Singh was either a field assistant or a line producer for many wildlife documentaries for the BBC's Wildlife Division, National Geographic Film and Television, Japan's NHK Broadcasting Service, Irish television, and others.

Singh bought a patch of land near Ranthambore Fort in 2000. Eventually, he had accumulated 50 acres of land and he decided to reforest the area. They kept buying patches of adjacent land which they fenced off and left unattended. It took a decade for trees to grow back on their land.

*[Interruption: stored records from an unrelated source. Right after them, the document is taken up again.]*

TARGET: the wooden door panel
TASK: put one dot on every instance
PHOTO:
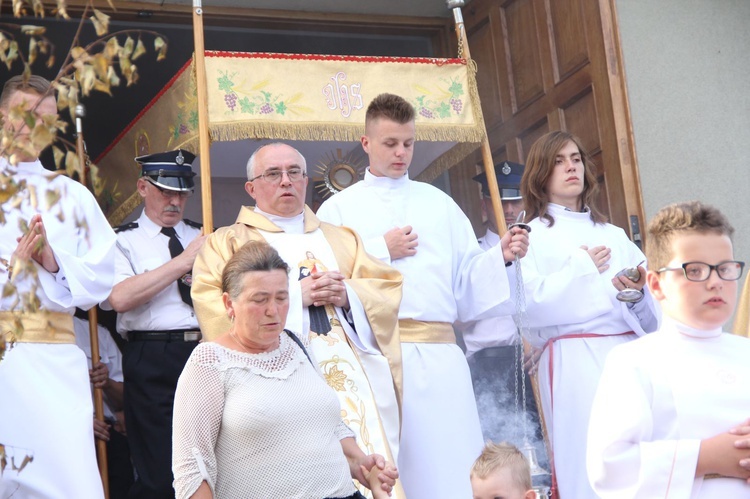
(522, 54)
(557, 66)
(567, 34)
(482, 48)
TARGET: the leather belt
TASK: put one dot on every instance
(177, 335)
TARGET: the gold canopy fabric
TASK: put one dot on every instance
(295, 97)
(742, 317)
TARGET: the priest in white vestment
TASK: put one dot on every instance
(571, 287)
(46, 406)
(666, 402)
(344, 300)
(423, 234)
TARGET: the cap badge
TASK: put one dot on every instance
(506, 169)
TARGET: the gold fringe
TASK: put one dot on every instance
(125, 209)
(334, 132)
(446, 161)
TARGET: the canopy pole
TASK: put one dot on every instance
(203, 135)
(489, 168)
(101, 445)
(489, 164)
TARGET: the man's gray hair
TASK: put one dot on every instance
(251, 161)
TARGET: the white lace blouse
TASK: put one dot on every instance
(258, 425)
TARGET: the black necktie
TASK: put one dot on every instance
(175, 248)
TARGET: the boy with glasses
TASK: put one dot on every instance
(667, 419)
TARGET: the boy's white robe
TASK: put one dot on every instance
(566, 294)
(449, 278)
(658, 397)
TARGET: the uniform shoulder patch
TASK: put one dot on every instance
(192, 224)
(125, 227)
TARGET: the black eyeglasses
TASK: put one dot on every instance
(731, 270)
(274, 176)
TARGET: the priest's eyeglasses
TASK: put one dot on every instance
(274, 176)
(731, 270)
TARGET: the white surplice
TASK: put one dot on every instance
(658, 398)
(449, 278)
(566, 294)
(46, 403)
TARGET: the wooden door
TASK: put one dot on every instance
(555, 65)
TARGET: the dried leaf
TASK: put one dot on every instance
(112, 48)
(140, 49)
(100, 20)
(31, 30)
(88, 76)
(12, 54)
(61, 10)
(100, 65)
(77, 52)
(162, 53)
(38, 7)
(114, 80)
(32, 50)
(41, 137)
(127, 49)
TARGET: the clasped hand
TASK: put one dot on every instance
(324, 288)
(514, 243)
(33, 246)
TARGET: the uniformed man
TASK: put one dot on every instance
(153, 274)
(491, 343)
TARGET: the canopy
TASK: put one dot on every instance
(295, 97)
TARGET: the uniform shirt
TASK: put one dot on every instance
(142, 247)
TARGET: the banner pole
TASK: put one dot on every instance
(101, 445)
(203, 134)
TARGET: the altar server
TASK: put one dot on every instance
(661, 419)
(423, 234)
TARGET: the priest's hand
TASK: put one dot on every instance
(514, 243)
(622, 282)
(324, 288)
(721, 455)
(743, 443)
(33, 246)
(600, 255)
(401, 242)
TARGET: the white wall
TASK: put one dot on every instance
(688, 70)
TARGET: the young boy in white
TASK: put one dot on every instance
(665, 419)
(501, 471)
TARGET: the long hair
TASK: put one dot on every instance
(679, 219)
(539, 167)
(253, 256)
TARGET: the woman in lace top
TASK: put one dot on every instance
(253, 417)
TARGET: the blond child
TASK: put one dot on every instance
(665, 419)
(501, 471)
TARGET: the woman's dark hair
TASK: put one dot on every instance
(253, 256)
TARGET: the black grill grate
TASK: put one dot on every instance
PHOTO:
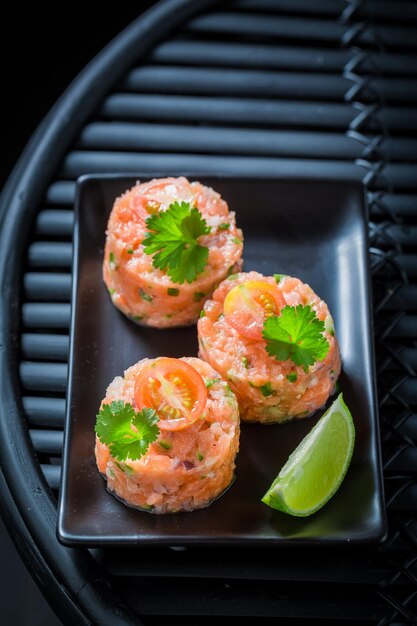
(262, 87)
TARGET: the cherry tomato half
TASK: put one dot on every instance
(247, 306)
(174, 389)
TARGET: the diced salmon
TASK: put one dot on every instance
(183, 470)
(145, 294)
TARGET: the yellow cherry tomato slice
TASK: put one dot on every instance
(247, 306)
(174, 389)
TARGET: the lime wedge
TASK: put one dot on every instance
(316, 468)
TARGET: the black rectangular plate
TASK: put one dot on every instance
(316, 230)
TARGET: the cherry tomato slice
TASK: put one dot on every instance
(247, 305)
(174, 389)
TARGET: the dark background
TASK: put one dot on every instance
(50, 46)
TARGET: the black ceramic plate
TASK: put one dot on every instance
(313, 230)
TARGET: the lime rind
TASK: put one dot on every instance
(277, 495)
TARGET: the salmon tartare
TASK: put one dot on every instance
(272, 339)
(169, 243)
(167, 435)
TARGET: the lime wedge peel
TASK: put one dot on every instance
(317, 467)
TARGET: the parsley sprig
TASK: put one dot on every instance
(173, 240)
(296, 334)
(114, 428)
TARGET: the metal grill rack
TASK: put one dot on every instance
(248, 88)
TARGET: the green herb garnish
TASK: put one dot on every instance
(279, 277)
(296, 334)
(173, 241)
(145, 296)
(209, 382)
(266, 390)
(114, 428)
(112, 262)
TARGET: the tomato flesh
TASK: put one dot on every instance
(247, 306)
(174, 389)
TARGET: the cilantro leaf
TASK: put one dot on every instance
(114, 428)
(296, 334)
(173, 240)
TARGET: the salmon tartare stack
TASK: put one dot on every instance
(169, 243)
(272, 339)
(167, 435)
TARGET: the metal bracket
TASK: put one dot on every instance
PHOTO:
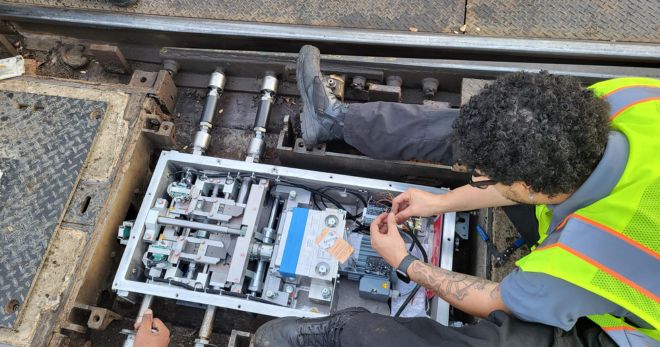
(159, 131)
(110, 57)
(161, 85)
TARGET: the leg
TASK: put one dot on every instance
(358, 327)
(393, 131)
(380, 130)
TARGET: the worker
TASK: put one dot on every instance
(150, 331)
(587, 158)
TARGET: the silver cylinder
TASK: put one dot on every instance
(144, 306)
(245, 190)
(207, 323)
(217, 80)
(269, 83)
(256, 147)
(201, 142)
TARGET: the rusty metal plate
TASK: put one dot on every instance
(441, 16)
(605, 20)
(44, 141)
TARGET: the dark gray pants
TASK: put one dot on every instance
(394, 131)
(498, 329)
(397, 131)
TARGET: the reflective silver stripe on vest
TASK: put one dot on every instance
(625, 97)
(614, 253)
(631, 338)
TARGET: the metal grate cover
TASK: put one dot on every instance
(44, 141)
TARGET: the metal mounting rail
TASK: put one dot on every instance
(603, 51)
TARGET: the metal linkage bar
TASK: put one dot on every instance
(199, 226)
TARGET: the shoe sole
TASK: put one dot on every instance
(308, 126)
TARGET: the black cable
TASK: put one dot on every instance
(417, 286)
(284, 181)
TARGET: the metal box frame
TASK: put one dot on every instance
(126, 282)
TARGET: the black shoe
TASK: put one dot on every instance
(322, 118)
(304, 332)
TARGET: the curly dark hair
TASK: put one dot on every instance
(544, 130)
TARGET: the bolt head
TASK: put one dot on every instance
(325, 293)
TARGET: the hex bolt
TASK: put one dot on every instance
(430, 86)
(359, 82)
(325, 293)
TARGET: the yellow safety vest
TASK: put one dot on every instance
(612, 247)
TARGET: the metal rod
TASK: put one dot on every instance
(206, 328)
(199, 226)
(202, 137)
(258, 144)
(273, 213)
(144, 306)
(244, 192)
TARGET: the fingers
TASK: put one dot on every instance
(378, 225)
(391, 221)
(404, 215)
(145, 322)
(399, 201)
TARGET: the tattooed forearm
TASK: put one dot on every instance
(482, 295)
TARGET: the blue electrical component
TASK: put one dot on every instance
(294, 242)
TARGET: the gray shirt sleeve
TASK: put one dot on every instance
(541, 298)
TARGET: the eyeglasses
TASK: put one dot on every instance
(480, 184)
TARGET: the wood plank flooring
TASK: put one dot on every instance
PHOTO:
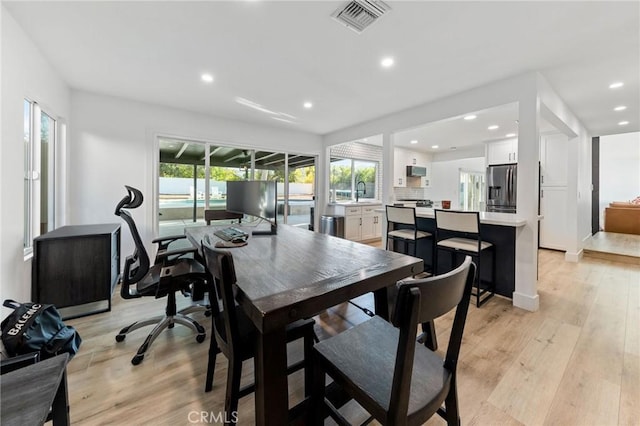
(574, 362)
(614, 246)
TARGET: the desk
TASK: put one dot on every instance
(297, 274)
(30, 392)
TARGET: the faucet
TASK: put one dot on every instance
(364, 189)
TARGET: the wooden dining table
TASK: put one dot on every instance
(297, 274)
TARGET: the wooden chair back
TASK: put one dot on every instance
(422, 301)
(403, 215)
(458, 221)
(219, 264)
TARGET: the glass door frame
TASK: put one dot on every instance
(207, 165)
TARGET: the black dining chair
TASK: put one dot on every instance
(234, 334)
(382, 368)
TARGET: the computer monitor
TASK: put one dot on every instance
(255, 198)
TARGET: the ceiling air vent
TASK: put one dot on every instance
(359, 14)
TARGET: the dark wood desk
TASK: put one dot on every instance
(30, 392)
(297, 274)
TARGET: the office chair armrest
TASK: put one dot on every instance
(163, 242)
(168, 255)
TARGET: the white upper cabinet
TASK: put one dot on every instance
(554, 158)
(502, 152)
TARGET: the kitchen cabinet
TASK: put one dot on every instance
(554, 158)
(503, 152)
(361, 223)
(371, 227)
(553, 226)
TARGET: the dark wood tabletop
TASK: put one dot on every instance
(297, 274)
(29, 393)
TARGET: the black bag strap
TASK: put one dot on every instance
(65, 335)
(10, 303)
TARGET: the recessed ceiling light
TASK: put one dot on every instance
(387, 62)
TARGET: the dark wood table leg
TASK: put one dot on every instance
(381, 303)
(272, 393)
(60, 407)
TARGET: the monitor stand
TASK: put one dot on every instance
(272, 231)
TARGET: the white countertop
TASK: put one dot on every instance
(489, 218)
(357, 204)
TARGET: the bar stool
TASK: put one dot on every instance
(458, 232)
(408, 234)
(406, 217)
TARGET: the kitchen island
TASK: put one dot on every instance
(500, 229)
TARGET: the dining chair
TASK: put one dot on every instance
(378, 363)
(402, 227)
(233, 332)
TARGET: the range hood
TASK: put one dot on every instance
(416, 171)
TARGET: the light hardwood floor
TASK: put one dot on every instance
(574, 362)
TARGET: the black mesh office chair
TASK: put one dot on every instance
(170, 273)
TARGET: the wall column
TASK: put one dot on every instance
(525, 295)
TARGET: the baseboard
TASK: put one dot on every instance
(574, 257)
(526, 302)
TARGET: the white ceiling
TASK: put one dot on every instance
(280, 54)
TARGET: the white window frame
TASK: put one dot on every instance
(33, 173)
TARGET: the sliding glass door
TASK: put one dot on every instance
(192, 178)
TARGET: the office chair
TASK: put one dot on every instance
(382, 368)
(170, 273)
(233, 333)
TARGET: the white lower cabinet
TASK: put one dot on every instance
(353, 228)
(361, 223)
(371, 228)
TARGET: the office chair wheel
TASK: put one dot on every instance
(137, 359)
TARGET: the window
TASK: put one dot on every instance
(39, 142)
(184, 180)
(348, 177)
(471, 190)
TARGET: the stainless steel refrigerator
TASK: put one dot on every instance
(501, 188)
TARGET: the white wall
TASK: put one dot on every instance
(113, 143)
(445, 178)
(619, 169)
(25, 74)
(578, 168)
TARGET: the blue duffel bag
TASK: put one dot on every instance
(36, 327)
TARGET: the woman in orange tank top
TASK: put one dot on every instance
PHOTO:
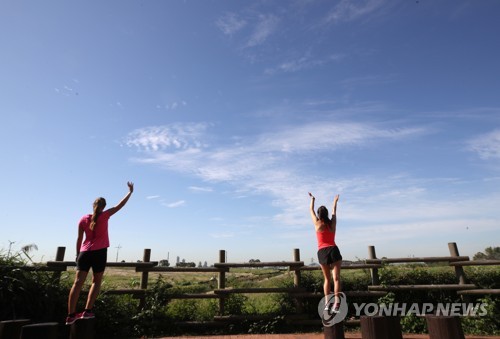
(329, 256)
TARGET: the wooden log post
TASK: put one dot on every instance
(373, 271)
(221, 283)
(459, 271)
(334, 332)
(12, 328)
(146, 257)
(380, 327)
(40, 331)
(56, 276)
(297, 281)
(296, 276)
(444, 327)
(83, 329)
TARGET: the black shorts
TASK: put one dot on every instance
(329, 255)
(95, 259)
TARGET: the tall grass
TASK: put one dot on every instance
(40, 296)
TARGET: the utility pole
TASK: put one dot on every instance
(10, 246)
(117, 250)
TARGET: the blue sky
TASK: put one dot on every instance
(225, 114)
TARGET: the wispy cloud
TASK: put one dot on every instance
(175, 204)
(263, 165)
(230, 23)
(177, 136)
(266, 25)
(200, 189)
(347, 10)
(302, 63)
(222, 235)
(487, 146)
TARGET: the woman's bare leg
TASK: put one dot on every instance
(336, 280)
(74, 293)
(94, 290)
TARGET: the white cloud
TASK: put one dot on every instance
(175, 204)
(266, 26)
(230, 23)
(487, 146)
(177, 136)
(222, 235)
(302, 63)
(268, 164)
(347, 10)
(200, 189)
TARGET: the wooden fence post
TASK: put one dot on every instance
(444, 327)
(12, 328)
(221, 283)
(56, 276)
(144, 277)
(374, 271)
(459, 271)
(296, 277)
(297, 281)
(40, 331)
(380, 327)
(334, 332)
(83, 329)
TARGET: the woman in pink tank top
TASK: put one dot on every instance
(329, 256)
(92, 253)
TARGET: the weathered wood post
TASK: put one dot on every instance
(56, 276)
(334, 332)
(296, 277)
(297, 280)
(380, 327)
(83, 329)
(444, 327)
(459, 271)
(373, 271)
(40, 331)
(221, 283)
(146, 257)
(12, 328)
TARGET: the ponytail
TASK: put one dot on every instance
(323, 215)
(99, 205)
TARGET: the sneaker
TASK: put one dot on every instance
(70, 319)
(328, 310)
(87, 315)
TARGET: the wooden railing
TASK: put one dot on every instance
(221, 268)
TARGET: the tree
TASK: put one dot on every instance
(492, 253)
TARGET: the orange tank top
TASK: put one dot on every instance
(326, 238)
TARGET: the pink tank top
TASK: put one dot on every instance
(98, 238)
(326, 238)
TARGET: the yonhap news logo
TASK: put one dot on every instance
(329, 312)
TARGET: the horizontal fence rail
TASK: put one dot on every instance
(222, 292)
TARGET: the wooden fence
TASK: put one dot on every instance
(221, 268)
(297, 292)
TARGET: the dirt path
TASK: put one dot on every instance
(352, 335)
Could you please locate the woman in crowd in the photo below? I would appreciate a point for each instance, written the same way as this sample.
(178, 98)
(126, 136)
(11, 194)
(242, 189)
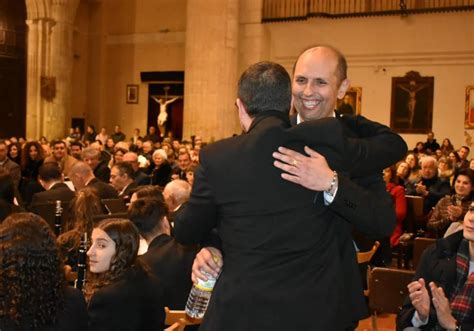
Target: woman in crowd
(32, 158)
(32, 286)
(122, 295)
(412, 160)
(398, 195)
(403, 172)
(450, 210)
(445, 169)
(442, 292)
(446, 147)
(160, 169)
(14, 152)
(84, 207)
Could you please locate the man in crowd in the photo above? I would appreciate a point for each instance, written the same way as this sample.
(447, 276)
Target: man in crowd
(76, 150)
(320, 78)
(139, 176)
(52, 180)
(168, 259)
(61, 157)
(118, 135)
(270, 227)
(430, 187)
(11, 167)
(121, 178)
(91, 156)
(82, 175)
(175, 194)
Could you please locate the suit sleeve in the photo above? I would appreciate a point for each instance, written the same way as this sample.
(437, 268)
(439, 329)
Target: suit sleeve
(366, 204)
(196, 219)
(379, 147)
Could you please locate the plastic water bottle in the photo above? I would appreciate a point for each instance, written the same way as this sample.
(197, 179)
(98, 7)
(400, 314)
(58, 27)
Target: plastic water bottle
(199, 297)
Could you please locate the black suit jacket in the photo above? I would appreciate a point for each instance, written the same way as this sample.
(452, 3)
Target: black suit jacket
(134, 302)
(104, 190)
(281, 252)
(171, 262)
(58, 191)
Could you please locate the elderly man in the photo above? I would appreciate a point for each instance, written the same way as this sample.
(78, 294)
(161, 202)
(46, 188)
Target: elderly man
(430, 187)
(140, 177)
(121, 178)
(61, 157)
(92, 157)
(82, 175)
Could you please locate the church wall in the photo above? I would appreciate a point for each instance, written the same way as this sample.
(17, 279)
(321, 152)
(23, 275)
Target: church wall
(379, 48)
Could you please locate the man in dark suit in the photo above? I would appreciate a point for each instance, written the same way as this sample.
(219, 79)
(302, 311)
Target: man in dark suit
(360, 200)
(121, 178)
(280, 244)
(81, 176)
(51, 178)
(168, 259)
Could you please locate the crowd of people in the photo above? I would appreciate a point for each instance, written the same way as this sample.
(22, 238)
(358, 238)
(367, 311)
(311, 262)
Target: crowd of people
(281, 232)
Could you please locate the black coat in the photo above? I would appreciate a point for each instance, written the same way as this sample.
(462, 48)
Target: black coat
(437, 264)
(72, 317)
(104, 190)
(133, 303)
(171, 262)
(58, 191)
(282, 255)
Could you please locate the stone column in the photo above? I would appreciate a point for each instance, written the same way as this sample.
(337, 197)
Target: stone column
(50, 29)
(211, 69)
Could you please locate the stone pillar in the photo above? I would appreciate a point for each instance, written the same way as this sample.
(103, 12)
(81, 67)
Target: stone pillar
(50, 28)
(211, 69)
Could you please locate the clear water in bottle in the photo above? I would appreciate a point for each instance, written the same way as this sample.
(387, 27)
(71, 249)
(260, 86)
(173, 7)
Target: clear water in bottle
(199, 297)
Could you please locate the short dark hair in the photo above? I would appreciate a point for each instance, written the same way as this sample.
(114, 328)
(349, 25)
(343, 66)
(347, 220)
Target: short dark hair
(49, 171)
(265, 86)
(125, 168)
(146, 213)
(341, 69)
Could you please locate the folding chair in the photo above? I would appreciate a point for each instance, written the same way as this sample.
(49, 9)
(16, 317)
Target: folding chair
(387, 290)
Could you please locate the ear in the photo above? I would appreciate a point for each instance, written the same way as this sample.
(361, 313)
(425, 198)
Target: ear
(245, 119)
(346, 83)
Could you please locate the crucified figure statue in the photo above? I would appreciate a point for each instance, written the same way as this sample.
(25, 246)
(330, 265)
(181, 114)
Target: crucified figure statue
(412, 89)
(163, 115)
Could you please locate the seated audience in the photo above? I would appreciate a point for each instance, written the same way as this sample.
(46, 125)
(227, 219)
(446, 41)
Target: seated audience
(91, 156)
(139, 176)
(122, 295)
(8, 165)
(170, 261)
(121, 178)
(441, 295)
(52, 180)
(398, 195)
(430, 187)
(32, 285)
(450, 210)
(81, 176)
(160, 170)
(61, 157)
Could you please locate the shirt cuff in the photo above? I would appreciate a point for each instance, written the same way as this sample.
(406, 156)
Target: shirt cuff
(416, 321)
(328, 198)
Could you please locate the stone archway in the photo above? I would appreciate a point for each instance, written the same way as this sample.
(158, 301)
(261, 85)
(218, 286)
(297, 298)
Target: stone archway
(49, 66)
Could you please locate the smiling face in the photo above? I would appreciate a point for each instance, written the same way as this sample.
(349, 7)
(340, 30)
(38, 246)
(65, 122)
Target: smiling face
(101, 252)
(316, 85)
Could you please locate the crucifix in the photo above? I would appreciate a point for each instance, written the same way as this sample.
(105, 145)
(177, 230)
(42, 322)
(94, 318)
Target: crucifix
(163, 115)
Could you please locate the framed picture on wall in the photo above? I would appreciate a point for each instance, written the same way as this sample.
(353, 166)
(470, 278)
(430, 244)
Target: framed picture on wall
(412, 103)
(351, 103)
(132, 93)
(469, 117)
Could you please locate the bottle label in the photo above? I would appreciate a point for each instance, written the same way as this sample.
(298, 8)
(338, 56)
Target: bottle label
(206, 285)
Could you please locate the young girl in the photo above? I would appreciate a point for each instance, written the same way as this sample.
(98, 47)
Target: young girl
(122, 295)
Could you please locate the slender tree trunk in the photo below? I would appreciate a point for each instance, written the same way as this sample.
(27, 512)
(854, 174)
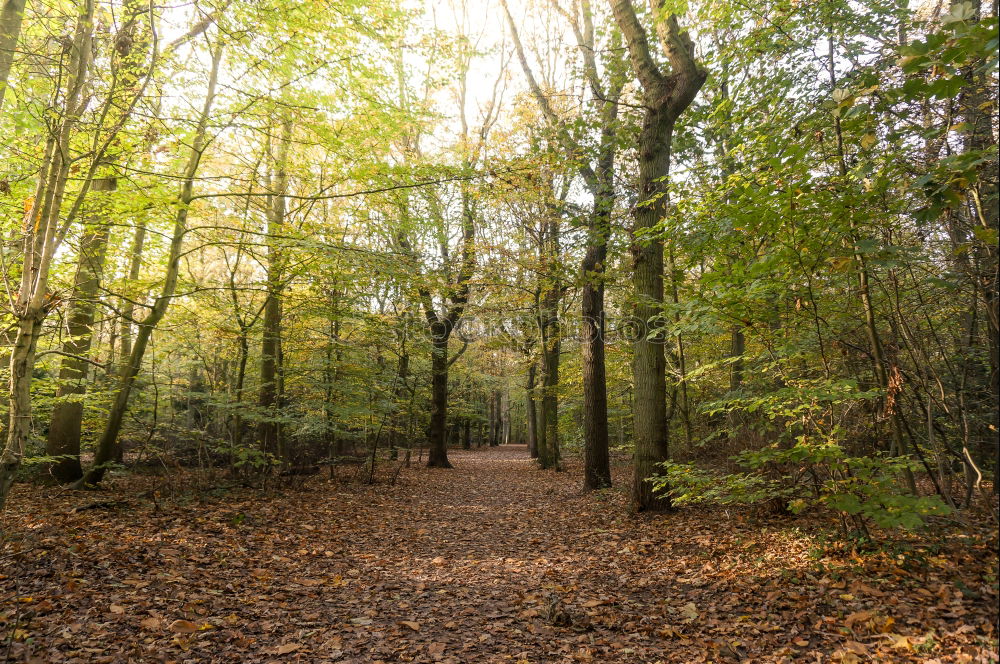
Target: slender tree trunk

Singh was involved in tiger conservation projects and also played a key role in the setting up, planning and execution of an anti-poaching initiative called 'Operation Co-Operation' which was a joint effort between the local Forest Department and the Ranthambhore National Park, and which led to the identification and capture of tiger poachers.

Singh was the author of the book "Noor: Queen of Ranthambore" about the tigress Noor.

== Personal life and death ==
Dicky Singh was married to Poonam, and had a daughter named Nyra.

Singh died of a heart attack in his sleep on 6 September 2023, at the age of 57.

Valmik Thapar described Singh as one of the finest wildlife photographers.

== Awards ==
Singh won the Carl Zeiss Award for Conservation in 2012 and the Sanctuary Wildlife Photographer of the Year award in 2011.